L.A.M. Phelan invented the broasting technique in 1952. He had been in search of a frying technique that would allow him to prepare fried chicken quickly. However, unable to find a frying technique that could work efficiently while producing a high-quality product, Phelan set about to create his own technique.
After months of research, Phelan eventually settled for the technique; combining the components of a pressure cooker and a deep fryer. Not only did this frying technique allow him to produce fried chicken quickly, but the results were also outstanding. A year after L.A.M. Phelan unveiled his groundbreaking deep-frying technique, which resulted in the creation of the Broaster Company.

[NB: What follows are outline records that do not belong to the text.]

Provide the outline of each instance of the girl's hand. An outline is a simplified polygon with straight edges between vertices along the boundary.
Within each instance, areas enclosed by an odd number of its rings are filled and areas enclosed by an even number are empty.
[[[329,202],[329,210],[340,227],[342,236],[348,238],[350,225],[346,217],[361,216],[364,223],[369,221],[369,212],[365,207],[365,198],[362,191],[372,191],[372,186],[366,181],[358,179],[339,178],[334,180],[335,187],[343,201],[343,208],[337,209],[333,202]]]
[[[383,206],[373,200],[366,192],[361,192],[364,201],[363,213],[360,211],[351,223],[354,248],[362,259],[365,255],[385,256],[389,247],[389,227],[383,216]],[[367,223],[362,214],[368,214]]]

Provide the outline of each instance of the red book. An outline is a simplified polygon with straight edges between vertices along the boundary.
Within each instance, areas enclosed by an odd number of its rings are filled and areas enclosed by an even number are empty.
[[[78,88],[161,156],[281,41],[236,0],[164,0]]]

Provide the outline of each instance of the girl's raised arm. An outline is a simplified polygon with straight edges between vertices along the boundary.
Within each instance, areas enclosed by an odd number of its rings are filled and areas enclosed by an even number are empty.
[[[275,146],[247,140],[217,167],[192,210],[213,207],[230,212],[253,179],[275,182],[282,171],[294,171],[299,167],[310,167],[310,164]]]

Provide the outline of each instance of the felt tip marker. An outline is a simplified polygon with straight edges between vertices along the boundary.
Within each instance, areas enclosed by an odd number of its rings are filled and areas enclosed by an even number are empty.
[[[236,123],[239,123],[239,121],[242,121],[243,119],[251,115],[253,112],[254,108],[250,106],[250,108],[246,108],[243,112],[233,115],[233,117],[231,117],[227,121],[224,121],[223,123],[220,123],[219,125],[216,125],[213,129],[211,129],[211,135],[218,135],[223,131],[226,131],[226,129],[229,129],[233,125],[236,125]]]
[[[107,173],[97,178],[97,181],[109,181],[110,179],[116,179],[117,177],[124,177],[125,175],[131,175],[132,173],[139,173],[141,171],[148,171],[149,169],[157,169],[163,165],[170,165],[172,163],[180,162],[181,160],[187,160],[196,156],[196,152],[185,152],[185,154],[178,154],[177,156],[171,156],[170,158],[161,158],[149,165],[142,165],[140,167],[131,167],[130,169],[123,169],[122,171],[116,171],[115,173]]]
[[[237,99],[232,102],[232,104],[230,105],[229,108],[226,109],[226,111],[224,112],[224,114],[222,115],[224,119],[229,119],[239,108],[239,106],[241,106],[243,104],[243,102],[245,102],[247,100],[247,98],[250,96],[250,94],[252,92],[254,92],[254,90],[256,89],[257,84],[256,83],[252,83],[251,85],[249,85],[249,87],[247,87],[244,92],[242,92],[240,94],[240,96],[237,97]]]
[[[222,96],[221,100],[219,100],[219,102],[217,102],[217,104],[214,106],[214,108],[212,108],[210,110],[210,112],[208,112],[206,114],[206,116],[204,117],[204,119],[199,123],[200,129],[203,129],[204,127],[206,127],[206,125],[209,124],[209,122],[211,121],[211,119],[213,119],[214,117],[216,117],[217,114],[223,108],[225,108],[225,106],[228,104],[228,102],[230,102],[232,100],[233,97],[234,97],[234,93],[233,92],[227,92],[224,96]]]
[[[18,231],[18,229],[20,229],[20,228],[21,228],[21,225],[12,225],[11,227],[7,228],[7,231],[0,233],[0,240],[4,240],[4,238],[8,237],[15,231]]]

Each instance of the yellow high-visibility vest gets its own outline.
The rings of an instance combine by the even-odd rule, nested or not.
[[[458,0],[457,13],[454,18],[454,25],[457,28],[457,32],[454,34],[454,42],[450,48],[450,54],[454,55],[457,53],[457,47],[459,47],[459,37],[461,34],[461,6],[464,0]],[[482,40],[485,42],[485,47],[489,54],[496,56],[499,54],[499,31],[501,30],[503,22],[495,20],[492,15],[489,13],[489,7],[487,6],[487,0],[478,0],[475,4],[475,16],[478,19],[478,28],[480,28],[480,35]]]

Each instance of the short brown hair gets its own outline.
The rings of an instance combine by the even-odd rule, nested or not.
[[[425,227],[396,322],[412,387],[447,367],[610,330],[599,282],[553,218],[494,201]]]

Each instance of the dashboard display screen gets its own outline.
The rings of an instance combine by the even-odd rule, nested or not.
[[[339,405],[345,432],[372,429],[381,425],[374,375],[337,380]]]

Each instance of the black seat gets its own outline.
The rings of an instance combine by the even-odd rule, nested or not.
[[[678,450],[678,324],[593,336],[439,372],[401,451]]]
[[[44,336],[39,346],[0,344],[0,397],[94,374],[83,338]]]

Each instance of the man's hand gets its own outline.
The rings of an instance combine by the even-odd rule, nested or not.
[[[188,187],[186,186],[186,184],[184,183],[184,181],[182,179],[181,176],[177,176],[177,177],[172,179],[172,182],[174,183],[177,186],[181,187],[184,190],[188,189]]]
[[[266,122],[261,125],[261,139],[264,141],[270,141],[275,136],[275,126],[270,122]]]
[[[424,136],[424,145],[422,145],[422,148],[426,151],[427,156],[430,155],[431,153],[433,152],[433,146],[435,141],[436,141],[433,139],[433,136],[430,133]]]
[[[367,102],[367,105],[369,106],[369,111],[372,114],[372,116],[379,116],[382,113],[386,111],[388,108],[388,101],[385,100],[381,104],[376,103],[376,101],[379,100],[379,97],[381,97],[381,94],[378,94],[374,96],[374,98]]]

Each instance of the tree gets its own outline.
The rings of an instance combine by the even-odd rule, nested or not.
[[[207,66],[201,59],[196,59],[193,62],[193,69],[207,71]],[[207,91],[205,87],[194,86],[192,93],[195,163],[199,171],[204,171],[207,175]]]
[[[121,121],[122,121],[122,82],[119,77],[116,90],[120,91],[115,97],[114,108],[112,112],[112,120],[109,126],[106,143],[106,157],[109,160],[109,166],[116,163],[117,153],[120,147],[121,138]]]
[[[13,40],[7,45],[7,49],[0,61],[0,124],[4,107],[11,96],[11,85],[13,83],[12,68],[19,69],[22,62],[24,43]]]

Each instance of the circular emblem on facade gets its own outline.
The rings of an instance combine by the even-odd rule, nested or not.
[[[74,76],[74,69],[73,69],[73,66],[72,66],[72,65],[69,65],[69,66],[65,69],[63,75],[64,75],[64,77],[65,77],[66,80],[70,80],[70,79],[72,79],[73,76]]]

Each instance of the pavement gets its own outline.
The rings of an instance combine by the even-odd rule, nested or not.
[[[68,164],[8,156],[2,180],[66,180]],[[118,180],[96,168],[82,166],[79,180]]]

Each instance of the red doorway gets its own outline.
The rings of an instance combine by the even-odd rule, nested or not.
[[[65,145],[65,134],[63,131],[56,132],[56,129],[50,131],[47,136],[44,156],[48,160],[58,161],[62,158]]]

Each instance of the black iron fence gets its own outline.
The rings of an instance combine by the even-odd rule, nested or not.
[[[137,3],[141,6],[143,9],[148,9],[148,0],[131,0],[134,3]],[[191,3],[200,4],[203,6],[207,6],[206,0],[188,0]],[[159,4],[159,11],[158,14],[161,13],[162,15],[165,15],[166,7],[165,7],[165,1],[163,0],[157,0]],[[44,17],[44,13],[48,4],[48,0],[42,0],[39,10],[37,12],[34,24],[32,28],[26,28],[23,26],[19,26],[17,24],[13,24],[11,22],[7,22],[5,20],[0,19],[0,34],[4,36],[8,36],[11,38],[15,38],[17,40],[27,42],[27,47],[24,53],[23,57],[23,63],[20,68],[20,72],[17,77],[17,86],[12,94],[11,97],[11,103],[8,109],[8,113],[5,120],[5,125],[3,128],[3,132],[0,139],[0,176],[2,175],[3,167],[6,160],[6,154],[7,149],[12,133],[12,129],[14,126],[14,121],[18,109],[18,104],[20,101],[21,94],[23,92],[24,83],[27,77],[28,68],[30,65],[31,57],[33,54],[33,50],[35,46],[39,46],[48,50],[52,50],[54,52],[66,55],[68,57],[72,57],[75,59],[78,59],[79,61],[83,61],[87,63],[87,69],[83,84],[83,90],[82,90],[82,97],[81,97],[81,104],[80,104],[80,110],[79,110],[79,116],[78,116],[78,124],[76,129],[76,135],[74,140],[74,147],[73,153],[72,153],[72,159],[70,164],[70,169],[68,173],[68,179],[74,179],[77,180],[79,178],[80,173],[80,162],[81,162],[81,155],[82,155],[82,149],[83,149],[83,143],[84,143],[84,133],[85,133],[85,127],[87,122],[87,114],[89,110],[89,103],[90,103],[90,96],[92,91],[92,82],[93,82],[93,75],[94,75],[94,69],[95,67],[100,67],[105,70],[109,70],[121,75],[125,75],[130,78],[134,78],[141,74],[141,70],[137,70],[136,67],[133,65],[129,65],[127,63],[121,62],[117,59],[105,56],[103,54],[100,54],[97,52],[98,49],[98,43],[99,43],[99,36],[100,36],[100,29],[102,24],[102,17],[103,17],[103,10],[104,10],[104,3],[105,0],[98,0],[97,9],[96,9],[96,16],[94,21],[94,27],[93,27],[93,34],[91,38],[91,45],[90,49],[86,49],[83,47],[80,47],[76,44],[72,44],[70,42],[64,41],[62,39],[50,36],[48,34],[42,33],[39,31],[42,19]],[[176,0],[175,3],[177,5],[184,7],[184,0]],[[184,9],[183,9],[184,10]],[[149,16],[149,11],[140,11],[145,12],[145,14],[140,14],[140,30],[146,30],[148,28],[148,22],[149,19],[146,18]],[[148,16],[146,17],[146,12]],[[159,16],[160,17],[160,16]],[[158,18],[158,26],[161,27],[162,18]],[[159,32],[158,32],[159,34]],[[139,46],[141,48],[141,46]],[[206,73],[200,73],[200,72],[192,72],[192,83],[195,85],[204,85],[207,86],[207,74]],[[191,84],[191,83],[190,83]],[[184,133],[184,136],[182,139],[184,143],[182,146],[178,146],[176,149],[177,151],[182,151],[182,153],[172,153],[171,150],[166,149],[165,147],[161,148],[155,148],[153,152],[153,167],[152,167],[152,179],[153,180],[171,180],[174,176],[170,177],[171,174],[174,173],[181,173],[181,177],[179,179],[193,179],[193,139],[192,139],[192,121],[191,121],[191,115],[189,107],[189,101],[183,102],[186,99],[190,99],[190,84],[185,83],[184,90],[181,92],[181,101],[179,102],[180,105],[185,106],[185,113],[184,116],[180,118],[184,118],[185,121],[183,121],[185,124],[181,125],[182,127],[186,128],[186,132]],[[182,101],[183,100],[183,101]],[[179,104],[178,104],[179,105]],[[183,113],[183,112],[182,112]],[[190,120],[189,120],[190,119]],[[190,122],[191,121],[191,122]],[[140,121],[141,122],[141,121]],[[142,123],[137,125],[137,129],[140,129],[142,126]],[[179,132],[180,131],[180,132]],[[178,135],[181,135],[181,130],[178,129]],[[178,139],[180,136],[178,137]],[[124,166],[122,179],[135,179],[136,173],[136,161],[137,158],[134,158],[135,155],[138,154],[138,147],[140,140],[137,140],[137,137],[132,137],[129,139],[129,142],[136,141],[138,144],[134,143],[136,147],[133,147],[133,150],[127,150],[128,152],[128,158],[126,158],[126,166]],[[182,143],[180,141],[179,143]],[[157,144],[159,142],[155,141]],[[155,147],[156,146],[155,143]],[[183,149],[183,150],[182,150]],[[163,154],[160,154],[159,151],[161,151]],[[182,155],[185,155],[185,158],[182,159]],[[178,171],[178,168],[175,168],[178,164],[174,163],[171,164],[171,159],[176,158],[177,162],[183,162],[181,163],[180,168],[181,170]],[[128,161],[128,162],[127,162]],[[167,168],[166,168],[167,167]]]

What makes the broasted chicken so different?
Broasted chicken is prepared when it is deep-fried under pressure. However, to completely broaster the chicken, deep-fry it in a broaster, as well as incorporate the secret blend of spices and marinade that accompanied the invention. But before frying, marinate and dust it in a special mix of herbs and spices that have remained relatively the same since Phelan introduced his invention and cooking technique.
Broasted chicken is typically soft and moist on the inside and golden and crispy on the outside; something that is hard to achieve with regular air fryers or deep fryers. Broasters are not sold for home use. As such, if you want to enjoy genuine broasted chicken, you have to go to a restaurant that specializes in cooking broasted chicken.
Even to this day, Beloit is still producing Broaster pressure fryers. The core of the Broaster pressure fryer is its cylindrical pot. The cylindrical shape does a better job, compared to deep fryers, of heating the pot and the oil evenly to produce crispy deep-fried chicken. The largest commercial Broaster has the ability to produce about 22 pounds of chicken in a short ten minutes! Because the chicken cooks quickly, the process loses only a little amount of moisture while reducing the amount of oil absorbed by the chicken.
What’s the difference between broasted chicken and KFC chicken?
The Broaster came before KFC- as a matter of fact, the very 1st patent ever recorded for a commercial pressure fryer. When Phelan was creating his commercial Broaster, The Colonel had not yet adapted his pressure fryer. The KFC pressure fryer came later on but both cooking techniques generally rely on pressure frying.